5 min readApr 2, 2021

There are various machine learning algorithms that we interact with within our day-to-day life and use without even knowing it. One of the most used algorithms that one person uses in his daily life is a decision tree. The question that now arises is how?

We humans have to make hundreds of decisions every day whether it be watching a YouTube video to Purchasing Groceries or Placing an order on an online shopping site. We get several thoughts and recommendations. We put it all into our minds and finally make a decision. Sounds easy right? Now let us understand how decisions are made by machine learning algorithms and what is actually the meaning and need of it.

Table of Contents:

1.) Decision Tree

Types of nodes
Important Terminologies
Algorithm

2.) Random Forest

Ensemble Techniques
Algorithm

3.) Comparison

Decision Tree:

According to Wikipedia “A decision tree is a decision support tool that uses a tree-like model of decisions and their possible consequences, including chance event outcomes, resource costs, and utility.
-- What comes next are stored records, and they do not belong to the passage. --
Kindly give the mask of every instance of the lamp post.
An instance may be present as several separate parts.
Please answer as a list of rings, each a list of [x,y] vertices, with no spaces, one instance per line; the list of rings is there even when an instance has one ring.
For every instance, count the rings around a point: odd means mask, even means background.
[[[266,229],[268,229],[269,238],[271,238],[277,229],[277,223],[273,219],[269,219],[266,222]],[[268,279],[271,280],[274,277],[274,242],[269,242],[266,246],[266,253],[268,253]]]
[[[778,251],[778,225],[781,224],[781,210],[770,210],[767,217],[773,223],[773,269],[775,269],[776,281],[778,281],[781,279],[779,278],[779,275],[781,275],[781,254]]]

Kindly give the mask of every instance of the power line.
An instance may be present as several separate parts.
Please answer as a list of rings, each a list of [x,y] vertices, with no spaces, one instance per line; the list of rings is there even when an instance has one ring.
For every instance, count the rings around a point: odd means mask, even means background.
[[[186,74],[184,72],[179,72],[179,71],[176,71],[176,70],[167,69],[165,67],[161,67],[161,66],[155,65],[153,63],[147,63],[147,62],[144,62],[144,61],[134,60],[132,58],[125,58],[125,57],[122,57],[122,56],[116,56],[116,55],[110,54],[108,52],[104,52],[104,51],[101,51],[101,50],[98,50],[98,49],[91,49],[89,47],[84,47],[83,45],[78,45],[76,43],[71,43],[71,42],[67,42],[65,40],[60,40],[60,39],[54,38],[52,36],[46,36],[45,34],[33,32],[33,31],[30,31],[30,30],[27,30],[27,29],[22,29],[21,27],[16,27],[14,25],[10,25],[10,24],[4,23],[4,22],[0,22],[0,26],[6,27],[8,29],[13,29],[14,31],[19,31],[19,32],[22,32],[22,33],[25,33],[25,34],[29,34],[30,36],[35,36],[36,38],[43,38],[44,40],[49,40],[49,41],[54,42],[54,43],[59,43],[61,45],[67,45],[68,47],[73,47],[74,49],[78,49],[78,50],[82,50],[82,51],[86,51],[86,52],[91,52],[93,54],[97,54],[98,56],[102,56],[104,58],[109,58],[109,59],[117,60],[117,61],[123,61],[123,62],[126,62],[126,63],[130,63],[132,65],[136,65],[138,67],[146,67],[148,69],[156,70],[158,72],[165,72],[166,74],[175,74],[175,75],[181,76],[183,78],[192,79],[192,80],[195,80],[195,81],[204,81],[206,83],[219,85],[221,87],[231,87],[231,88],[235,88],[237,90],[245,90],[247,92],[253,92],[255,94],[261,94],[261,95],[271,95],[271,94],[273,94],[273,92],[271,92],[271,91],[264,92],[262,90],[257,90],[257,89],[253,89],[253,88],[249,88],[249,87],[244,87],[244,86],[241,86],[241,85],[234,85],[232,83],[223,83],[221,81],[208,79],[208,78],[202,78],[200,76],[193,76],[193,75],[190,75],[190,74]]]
It is one way to display an algorithm that only contains conditional control statements.”

In general, a decision tree asks a question and based on the answer classifies the object/person/feature. The classification can be categorical or numeric. For the most part decision trees are pretty intuitive to work with; you start with the top and go down till you get to a point where you further cannot go down; that’s how you classify a sample.

Let us take an example to understand what a decision tree looks like. We have to identify whether a given animal is a Hawk, Penguin, Dolphin, or Bear. So we start with whether it has feathers or not if so it is a bird that is either a Hawk or a penguin and if it doesn’t have feathers it can either be a Dolphin or Bear. Now in the next turn, we ask whether it can fly or not, if yes it is a Hawk if no it is a Penguin. For the other we ask, does it have fins? If yes; it is a dolphin if no it is a Bear. So a simple decision tree is formed as below

Types of nodes in a decision tree:

⇒ The Top of the tree is called “The Root node” or just “The Root”.

⇒ Then there are the “Internal nodes” or we can say “ Decision nodes”. These nodes have arrows pointing toward them also pointing away from them. They show a decision to be made.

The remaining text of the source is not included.